In one of her training sessions for new hires at a major U.S. bank, she explained the latest research that has affirmed the crucial role of emotions in all decisions. A couple of the newbies fresh out of schools like MIT graded her talk a zero on a scale of one to five.

Why? "I basically told them that all that money they just spent on their quantitative degree wasn't the answer."

The quants and their complex computer models may not want to hear it, but the markets remain essentially social games played by a vast number of individuals, most of whom bounce somewhere between the fear of losing money and the fear of missing out on a profitable opportunity. "But they don't know it and they're trying purposely to set that fear aside.

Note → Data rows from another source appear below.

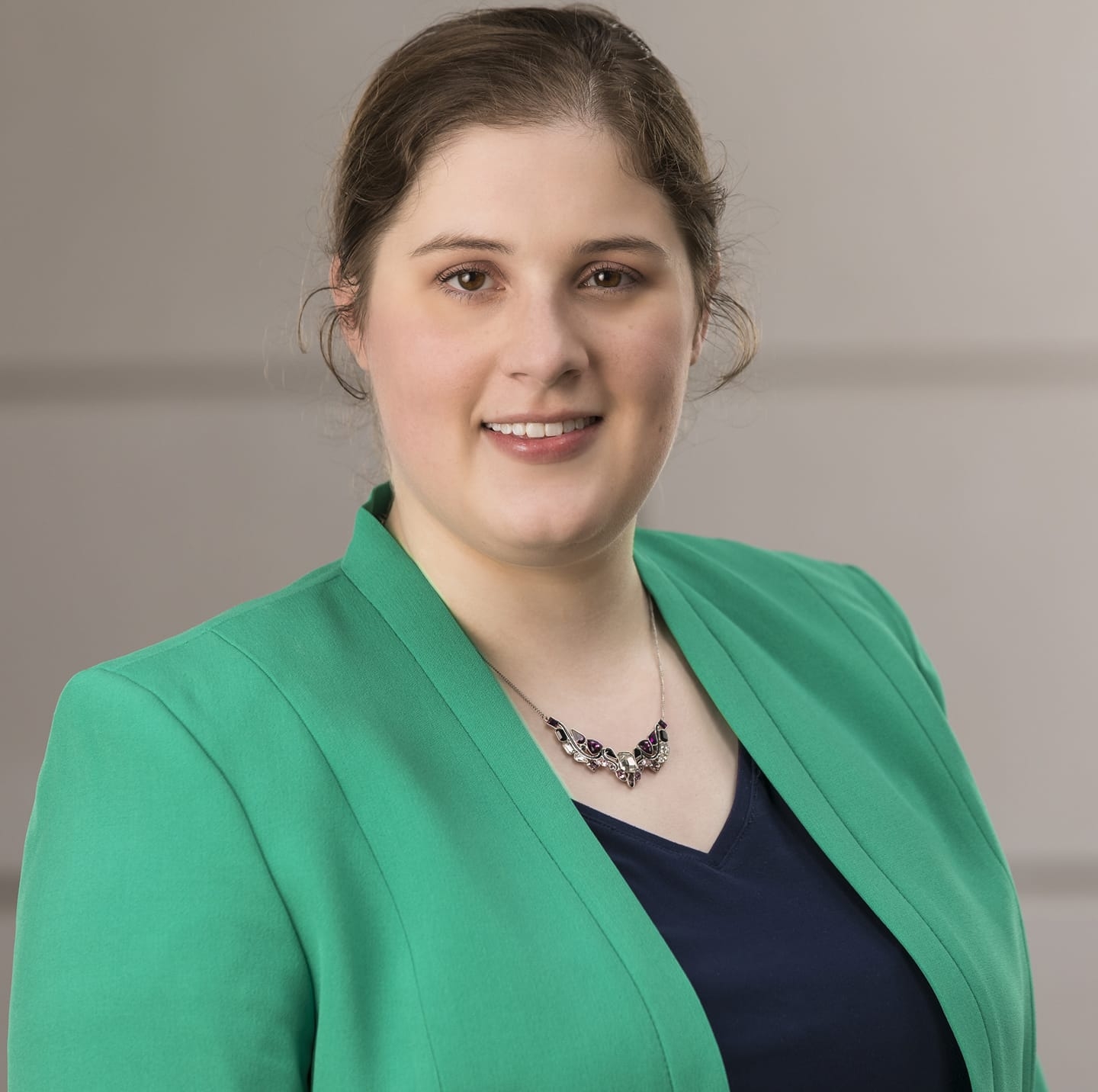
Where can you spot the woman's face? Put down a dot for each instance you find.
(528, 279)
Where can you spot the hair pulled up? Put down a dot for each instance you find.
(516, 66)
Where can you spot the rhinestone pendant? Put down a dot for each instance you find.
(649, 754)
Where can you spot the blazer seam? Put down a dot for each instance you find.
(563, 872)
(956, 788)
(927, 735)
(855, 838)
(244, 813)
(361, 830)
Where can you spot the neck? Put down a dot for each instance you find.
(586, 620)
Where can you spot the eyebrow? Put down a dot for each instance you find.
(636, 244)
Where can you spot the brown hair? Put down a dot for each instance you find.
(514, 66)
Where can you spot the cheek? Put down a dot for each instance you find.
(417, 371)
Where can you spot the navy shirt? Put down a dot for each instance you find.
(803, 984)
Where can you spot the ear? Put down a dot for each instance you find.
(700, 339)
(343, 296)
(703, 323)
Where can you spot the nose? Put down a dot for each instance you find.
(546, 346)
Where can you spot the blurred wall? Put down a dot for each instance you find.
(920, 229)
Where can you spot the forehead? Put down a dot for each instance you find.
(533, 184)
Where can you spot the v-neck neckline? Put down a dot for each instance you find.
(728, 837)
(721, 650)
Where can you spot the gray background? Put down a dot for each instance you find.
(920, 246)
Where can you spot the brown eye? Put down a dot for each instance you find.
(471, 278)
(605, 278)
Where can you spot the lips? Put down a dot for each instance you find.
(537, 429)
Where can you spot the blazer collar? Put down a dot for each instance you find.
(731, 654)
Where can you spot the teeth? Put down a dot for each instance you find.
(537, 429)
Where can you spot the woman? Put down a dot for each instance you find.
(357, 834)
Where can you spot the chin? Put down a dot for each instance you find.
(541, 538)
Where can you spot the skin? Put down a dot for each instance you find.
(534, 561)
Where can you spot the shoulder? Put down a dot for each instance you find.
(210, 676)
(296, 608)
(729, 573)
(714, 565)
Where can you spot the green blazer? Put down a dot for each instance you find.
(310, 840)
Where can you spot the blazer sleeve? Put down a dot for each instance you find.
(152, 949)
(901, 625)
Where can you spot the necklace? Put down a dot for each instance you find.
(649, 754)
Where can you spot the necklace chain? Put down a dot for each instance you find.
(650, 753)
(659, 665)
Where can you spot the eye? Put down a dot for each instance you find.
(470, 279)
(609, 278)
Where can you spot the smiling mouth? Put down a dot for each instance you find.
(538, 430)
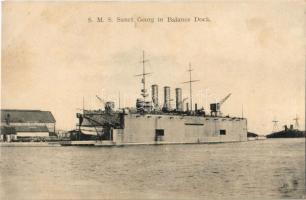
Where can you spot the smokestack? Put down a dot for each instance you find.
(166, 98)
(178, 99)
(155, 95)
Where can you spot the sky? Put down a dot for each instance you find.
(55, 54)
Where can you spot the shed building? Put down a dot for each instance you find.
(28, 123)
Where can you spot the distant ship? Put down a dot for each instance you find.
(287, 133)
(151, 123)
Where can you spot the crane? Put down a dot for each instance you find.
(101, 100)
(215, 107)
(296, 119)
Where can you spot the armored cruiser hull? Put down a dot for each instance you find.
(150, 123)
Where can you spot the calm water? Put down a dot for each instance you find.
(271, 168)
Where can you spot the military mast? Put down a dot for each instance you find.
(190, 85)
(144, 93)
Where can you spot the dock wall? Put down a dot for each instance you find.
(159, 129)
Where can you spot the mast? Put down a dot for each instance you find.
(143, 93)
(190, 85)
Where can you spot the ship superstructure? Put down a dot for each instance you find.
(153, 123)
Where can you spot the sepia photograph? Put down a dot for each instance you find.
(152, 100)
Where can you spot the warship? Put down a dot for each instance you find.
(152, 123)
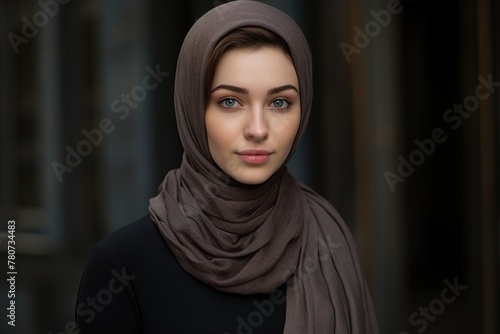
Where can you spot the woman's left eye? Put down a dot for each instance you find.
(280, 104)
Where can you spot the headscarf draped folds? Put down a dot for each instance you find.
(253, 239)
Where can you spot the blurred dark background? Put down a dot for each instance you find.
(415, 177)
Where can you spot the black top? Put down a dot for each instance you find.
(132, 283)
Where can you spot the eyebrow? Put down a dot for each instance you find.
(241, 90)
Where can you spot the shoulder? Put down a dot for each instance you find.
(130, 242)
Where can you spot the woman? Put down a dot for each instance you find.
(233, 243)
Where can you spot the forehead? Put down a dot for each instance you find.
(266, 66)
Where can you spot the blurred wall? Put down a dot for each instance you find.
(403, 140)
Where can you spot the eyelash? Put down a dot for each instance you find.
(289, 104)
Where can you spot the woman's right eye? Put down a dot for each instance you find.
(229, 103)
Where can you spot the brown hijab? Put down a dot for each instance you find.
(252, 239)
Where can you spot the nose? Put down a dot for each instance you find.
(257, 129)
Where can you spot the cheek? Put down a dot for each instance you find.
(285, 127)
(219, 133)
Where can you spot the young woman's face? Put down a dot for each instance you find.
(253, 113)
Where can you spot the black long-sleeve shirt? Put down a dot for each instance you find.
(132, 283)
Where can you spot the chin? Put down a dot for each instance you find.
(252, 177)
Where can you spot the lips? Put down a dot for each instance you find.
(254, 157)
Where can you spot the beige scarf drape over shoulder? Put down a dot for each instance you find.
(252, 239)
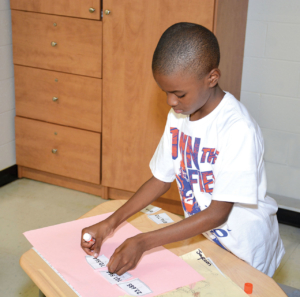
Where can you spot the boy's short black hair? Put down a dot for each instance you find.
(188, 48)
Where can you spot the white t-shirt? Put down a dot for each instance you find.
(220, 157)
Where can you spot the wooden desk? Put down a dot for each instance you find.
(240, 272)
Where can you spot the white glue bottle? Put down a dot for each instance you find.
(87, 237)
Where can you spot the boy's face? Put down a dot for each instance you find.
(187, 94)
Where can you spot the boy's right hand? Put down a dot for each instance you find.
(98, 232)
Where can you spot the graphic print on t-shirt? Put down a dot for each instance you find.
(191, 176)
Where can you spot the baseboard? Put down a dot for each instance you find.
(8, 175)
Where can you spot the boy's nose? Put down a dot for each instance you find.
(172, 100)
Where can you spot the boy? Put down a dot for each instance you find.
(214, 150)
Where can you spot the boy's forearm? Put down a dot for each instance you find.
(192, 226)
(147, 193)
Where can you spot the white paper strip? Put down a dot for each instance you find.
(96, 263)
(113, 278)
(150, 209)
(135, 288)
(161, 218)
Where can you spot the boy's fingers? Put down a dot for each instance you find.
(112, 265)
(96, 248)
(123, 269)
(88, 251)
(85, 244)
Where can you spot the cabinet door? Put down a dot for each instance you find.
(88, 9)
(134, 108)
(65, 99)
(57, 149)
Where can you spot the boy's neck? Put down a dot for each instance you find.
(216, 96)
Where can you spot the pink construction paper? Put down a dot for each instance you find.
(159, 269)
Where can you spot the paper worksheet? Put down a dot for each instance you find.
(150, 209)
(159, 269)
(215, 283)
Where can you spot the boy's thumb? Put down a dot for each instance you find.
(97, 247)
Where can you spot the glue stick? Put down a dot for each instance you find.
(87, 237)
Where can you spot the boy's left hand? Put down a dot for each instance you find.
(127, 255)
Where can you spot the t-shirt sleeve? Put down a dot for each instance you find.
(161, 164)
(239, 165)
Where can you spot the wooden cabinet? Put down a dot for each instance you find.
(88, 9)
(127, 109)
(59, 98)
(57, 149)
(57, 43)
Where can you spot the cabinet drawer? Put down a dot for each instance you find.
(78, 42)
(74, 8)
(60, 98)
(77, 155)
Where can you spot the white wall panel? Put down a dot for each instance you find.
(283, 41)
(271, 88)
(7, 100)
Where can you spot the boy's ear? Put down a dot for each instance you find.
(214, 77)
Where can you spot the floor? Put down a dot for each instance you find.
(27, 205)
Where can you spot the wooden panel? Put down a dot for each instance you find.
(78, 151)
(134, 108)
(230, 29)
(74, 8)
(61, 181)
(98, 190)
(79, 97)
(78, 49)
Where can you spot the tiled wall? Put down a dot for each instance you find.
(270, 88)
(7, 101)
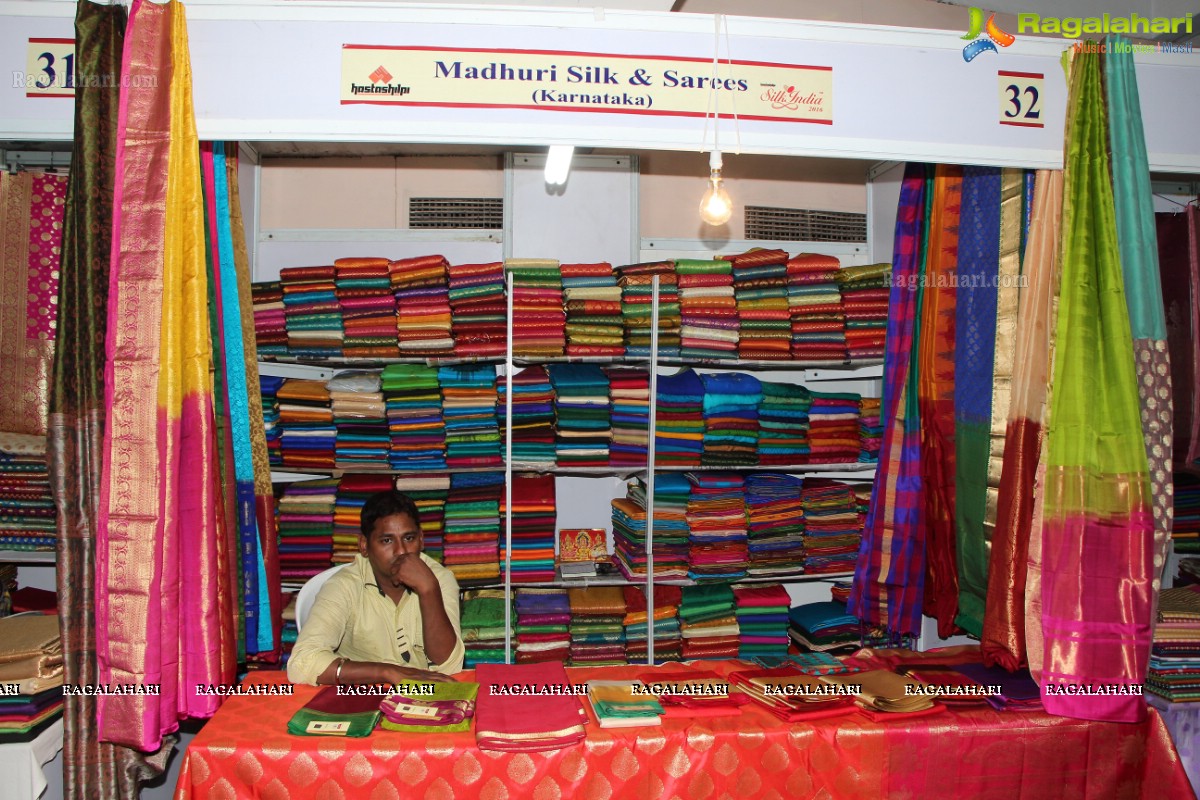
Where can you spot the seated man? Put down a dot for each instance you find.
(390, 615)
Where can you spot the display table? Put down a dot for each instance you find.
(245, 751)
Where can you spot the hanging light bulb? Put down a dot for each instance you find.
(715, 208)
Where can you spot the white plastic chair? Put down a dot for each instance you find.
(307, 595)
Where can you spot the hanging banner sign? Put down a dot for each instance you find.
(585, 82)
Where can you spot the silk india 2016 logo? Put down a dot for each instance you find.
(996, 35)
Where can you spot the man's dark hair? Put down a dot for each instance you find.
(385, 504)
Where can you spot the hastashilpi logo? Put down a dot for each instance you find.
(996, 35)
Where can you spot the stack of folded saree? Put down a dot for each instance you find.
(478, 307)
(731, 419)
(361, 419)
(833, 525)
(415, 421)
(306, 415)
(503, 721)
(27, 504)
(543, 631)
(765, 320)
(775, 523)
(784, 423)
(270, 322)
(30, 659)
(429, 492)
(636, 282)
(833, 428)
(708, 310)
(306, 528)
(311, 312)
(671, 494)
(533, 528)
(471, 543)
(538, 320)
(483, 626)
(819, 322)
(533, 415)
(667, 638)
(1175, 654)
(367, 307)
(423, 306)
(352, 494)
(709, 624)
(762, 620)
(269, 388)
(468, 402)
(630, 391)
(594, 325)
(679, 432)
(864, 298)
(582, 414)
(717, 525)
(598, 625)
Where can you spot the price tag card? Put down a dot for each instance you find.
(49, 67)
(1020, 98)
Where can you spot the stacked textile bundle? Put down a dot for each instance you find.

They ultimately lose that war, because logically and evolutionarily, at least, that fear is actually trying to protect you."

Trading formulas and market theories, such as the formerly revered efficient-market hypothesis, that fail to account for human emotions can't possibly produce an accurate picture of the markets.

To be consistently successful, investors have to be able to make social predictions, Ms. Shull says. In other words, get into the heads of other people and figure out what they are most likely to do.

"It's not as hard as it sounds," she says with a laugh. "We all are doing social prediction all the time, just to get through the day. We're just not conscious of it." It's what keeps us, for example, from bumping into others on the street. "Our brains are built to do social predictions. But no one has ever said: 'Hey, we should use this natural inborn trait to help us make market decisions.'"

In essence, "all you really care about is that someone down road will consider that stock worth more or less than you do now," she says. People who think of the market in those terms will be better at predicting what's likely to happen and therefore make better choices.

One client, who manages more than $1-billion (U.S.) of other people's money, told her that what helped him most was to remember that he is trading against other traders and their perceptions.

The average investor "doesn't have to know what my client is doing next. You just have to think about the other people like you who are investing."

That could help people avoid getting caught up in that most dangerous of emotions: the fear of missing out on the party. Research has shown that people worry more about FOMO than losing money. Which explains the frenzied demand for certain stocks with a sexy story (Is that Mark Zuckerberg listening at the keyhole?), driving them to levels not justified by either their prospects or track record.

The stock market is much less a numbers game than it seems to those who ignore its important social context – namely, what other people are going to value. "At the end of day, everybody can ask themselves: If I buy Apple today, is my neighbour down the street going to pay more for it in two years?"